Apple is pulling a Braveheart and can change the way we use phones whenever they choose

Agents and Copilots, AGI, Apple, Features, Locally Run, Mobile, Multimodal, Robotics Embodiment

Apple is pulling a Braveheart and can change the way we use phones whenever they choose

October 25, 2024

Update: Dec 15, 2024
Making onscreen content available to Siri and Apple Intelligence | Apple Developer Documentation
https://developer.apple.com/documentation/appintents/making-onscreen-content-available-to-siri-and-apple-intelligence

I believe Apple is purposefully slowing their AI releases because the impacts would be too disruptive.

Apple is sitting on a Large Action Model that could “use your phone for you”. It could use apps, navigate interfaces, and take actions… possibly within the OS, without having to “open” anything.

Most people are still talking about using “AI” as writing assistants or content aggregators.

Few people are thinking about the future of apps and browsers. Agents are finally getting a bit of traction – agents are AIs that do things for you. This week Anthropic announced their frontier model Claude can use a computer and TED AI held a panel on agents in San Francisco. Occasionally, the “death of page views” shows up on the radar of publishers.

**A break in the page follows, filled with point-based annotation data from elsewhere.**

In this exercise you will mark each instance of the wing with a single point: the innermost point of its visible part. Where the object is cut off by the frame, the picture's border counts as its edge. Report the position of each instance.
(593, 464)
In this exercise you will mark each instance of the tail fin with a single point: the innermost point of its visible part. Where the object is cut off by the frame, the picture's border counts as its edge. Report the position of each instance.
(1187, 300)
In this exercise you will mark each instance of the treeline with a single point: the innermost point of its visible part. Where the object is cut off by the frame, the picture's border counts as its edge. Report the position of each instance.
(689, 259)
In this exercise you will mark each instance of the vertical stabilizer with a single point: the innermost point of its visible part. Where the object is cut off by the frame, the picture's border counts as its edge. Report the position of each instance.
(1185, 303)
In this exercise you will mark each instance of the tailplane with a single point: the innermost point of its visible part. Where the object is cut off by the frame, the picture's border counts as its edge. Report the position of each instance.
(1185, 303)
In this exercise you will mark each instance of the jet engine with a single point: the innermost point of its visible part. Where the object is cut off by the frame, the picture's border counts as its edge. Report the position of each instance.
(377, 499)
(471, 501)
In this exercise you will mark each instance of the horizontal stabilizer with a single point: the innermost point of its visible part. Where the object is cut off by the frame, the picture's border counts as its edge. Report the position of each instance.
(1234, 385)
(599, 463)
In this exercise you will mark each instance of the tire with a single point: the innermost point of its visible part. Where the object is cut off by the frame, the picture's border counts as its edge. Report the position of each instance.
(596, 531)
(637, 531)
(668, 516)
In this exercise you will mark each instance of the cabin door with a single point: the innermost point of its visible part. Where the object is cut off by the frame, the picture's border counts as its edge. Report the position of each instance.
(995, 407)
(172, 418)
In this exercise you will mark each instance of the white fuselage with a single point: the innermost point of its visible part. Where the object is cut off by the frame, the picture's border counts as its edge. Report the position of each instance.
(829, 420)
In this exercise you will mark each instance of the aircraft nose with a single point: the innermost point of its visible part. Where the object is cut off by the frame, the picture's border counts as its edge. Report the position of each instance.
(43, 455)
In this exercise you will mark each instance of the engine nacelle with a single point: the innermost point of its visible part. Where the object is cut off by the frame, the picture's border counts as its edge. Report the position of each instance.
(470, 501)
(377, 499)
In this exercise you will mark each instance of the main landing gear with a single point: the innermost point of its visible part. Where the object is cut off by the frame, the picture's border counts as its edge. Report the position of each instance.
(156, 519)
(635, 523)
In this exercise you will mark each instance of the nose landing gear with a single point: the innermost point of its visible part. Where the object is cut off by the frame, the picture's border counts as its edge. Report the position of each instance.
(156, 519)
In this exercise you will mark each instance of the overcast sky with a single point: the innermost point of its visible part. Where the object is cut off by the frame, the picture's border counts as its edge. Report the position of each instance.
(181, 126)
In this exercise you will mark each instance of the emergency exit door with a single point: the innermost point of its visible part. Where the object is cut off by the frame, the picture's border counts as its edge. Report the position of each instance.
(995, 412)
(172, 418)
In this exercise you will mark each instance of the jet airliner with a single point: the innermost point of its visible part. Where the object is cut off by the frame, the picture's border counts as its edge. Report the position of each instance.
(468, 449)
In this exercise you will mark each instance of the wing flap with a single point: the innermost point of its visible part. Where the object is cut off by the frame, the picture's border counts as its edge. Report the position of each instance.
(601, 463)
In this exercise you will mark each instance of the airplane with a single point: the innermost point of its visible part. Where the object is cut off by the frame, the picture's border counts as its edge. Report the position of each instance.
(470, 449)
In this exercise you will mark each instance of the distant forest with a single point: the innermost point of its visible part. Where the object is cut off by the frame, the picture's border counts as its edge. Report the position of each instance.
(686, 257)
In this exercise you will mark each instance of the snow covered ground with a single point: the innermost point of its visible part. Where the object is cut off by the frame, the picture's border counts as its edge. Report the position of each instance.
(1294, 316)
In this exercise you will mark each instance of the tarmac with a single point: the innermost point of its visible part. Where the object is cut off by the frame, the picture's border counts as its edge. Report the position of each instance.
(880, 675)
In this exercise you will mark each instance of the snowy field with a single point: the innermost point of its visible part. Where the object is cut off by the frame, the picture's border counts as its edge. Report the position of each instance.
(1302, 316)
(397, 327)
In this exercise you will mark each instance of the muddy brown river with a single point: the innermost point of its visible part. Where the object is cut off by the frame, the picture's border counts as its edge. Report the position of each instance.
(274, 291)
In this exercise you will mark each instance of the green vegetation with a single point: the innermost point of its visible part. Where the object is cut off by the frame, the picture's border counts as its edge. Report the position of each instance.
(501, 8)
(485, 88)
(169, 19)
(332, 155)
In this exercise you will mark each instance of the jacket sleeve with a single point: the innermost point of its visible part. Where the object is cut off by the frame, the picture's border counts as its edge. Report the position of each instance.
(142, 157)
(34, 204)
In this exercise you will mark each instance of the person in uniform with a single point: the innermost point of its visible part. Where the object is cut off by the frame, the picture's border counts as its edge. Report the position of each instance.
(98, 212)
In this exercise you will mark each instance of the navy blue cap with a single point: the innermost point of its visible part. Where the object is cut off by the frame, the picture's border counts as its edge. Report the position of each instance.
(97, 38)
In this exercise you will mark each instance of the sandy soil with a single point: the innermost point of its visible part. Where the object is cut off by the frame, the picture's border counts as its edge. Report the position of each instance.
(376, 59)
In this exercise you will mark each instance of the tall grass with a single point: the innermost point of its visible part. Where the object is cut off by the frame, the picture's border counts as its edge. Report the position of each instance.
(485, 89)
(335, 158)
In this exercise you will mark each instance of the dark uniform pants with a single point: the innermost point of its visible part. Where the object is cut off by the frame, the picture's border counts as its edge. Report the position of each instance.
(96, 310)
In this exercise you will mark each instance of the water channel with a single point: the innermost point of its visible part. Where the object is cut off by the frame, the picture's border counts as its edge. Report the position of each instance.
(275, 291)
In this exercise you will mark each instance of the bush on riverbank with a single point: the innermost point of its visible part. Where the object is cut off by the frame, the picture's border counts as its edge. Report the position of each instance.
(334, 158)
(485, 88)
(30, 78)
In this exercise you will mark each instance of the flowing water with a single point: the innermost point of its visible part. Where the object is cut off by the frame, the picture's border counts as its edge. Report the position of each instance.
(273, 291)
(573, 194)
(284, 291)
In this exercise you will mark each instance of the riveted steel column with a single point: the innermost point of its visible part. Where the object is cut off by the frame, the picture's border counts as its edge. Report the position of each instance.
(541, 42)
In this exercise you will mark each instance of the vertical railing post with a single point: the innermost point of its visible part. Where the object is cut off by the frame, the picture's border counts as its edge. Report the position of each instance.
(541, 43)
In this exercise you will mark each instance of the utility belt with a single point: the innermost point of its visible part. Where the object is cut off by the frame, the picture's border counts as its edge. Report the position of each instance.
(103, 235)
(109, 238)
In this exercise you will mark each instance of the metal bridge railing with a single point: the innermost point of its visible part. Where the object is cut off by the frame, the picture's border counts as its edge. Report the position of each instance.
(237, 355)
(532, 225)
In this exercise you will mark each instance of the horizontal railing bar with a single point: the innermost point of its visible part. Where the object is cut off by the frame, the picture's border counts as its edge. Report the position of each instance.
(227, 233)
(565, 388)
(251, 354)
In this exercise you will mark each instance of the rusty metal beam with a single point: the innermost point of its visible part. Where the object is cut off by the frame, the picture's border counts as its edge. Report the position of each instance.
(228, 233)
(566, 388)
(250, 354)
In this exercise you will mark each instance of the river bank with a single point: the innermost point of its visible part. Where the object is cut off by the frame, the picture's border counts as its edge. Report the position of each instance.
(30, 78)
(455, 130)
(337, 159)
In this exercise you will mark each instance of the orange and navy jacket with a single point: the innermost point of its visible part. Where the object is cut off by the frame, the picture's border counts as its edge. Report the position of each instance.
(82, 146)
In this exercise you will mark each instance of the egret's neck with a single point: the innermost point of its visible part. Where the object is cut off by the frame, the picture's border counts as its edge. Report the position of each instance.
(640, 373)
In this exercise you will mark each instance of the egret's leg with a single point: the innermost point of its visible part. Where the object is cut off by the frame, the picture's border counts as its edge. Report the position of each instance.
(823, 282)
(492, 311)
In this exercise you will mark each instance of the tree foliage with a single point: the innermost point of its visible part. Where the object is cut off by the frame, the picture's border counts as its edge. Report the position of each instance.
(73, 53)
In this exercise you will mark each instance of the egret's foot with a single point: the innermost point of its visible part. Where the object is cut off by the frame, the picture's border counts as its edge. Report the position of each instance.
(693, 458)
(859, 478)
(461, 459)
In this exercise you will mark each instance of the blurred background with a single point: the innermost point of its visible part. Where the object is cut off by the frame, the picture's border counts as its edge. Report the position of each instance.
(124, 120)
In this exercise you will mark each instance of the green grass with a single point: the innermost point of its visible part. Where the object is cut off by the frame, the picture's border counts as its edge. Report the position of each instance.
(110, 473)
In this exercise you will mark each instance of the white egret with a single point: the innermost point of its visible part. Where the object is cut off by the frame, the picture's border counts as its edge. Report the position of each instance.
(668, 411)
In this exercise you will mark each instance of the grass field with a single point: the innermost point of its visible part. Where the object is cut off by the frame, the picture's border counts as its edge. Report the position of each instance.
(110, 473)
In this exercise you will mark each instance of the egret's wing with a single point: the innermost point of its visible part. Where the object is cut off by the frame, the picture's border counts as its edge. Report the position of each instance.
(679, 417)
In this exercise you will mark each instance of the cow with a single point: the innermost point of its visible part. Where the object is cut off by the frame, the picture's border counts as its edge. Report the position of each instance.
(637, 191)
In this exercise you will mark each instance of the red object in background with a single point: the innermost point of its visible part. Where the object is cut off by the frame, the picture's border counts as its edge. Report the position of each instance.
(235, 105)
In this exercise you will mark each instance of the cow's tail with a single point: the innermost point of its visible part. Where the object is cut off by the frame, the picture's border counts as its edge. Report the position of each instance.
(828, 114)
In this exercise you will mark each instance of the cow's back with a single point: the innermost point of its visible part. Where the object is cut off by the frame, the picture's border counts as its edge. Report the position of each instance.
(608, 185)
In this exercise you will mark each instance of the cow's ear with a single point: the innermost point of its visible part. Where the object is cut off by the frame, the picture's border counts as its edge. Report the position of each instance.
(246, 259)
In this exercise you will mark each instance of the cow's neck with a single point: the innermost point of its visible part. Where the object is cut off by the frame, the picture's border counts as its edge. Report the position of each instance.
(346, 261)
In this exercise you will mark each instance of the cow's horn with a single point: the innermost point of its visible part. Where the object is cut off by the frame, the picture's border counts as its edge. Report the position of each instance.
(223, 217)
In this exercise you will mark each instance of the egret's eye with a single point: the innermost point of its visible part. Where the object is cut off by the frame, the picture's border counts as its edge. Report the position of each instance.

I think browsers and apps themselves are going to disappear. In April, I cautioned:

“Stop worrying about LLMs crawling the web. Start worrying about LLMs learning how to use computers and eating the entire concept of user interfaces. There will be no way to “block” AI because AI will be driving the operating systems. Entire new industries and disciplines are coming.”

Think about the iPhone. For it to be the magic it is today, it needs a lot of “parts” that add up to a sum that’s greater than any one thing. Wifi connectivity. Digital rights management. Content creators. Apps. A camera. Speech to text. Along the way, the phone ate everything on our desk. See this photo (below)? That’s what’s going to happen to everything we’re using now.

In addition to gobbling up hardware and software, the iPhone enabled entirely new businesses to appear. Uber could not work without mobile phones, an app store… and most importantly the addition of GPS to the iPhone 3G. Uber is an entire business with a market cap of $121 billion, and it depends on the sum of parts.

We need to start thinking of AI as a sum rather than the parts: a language model is not a writing assistant, it’s a plain language interface. Object tracking, segmentation, and depthing are not cool tricks to track objects, they are an interface between AI and real life.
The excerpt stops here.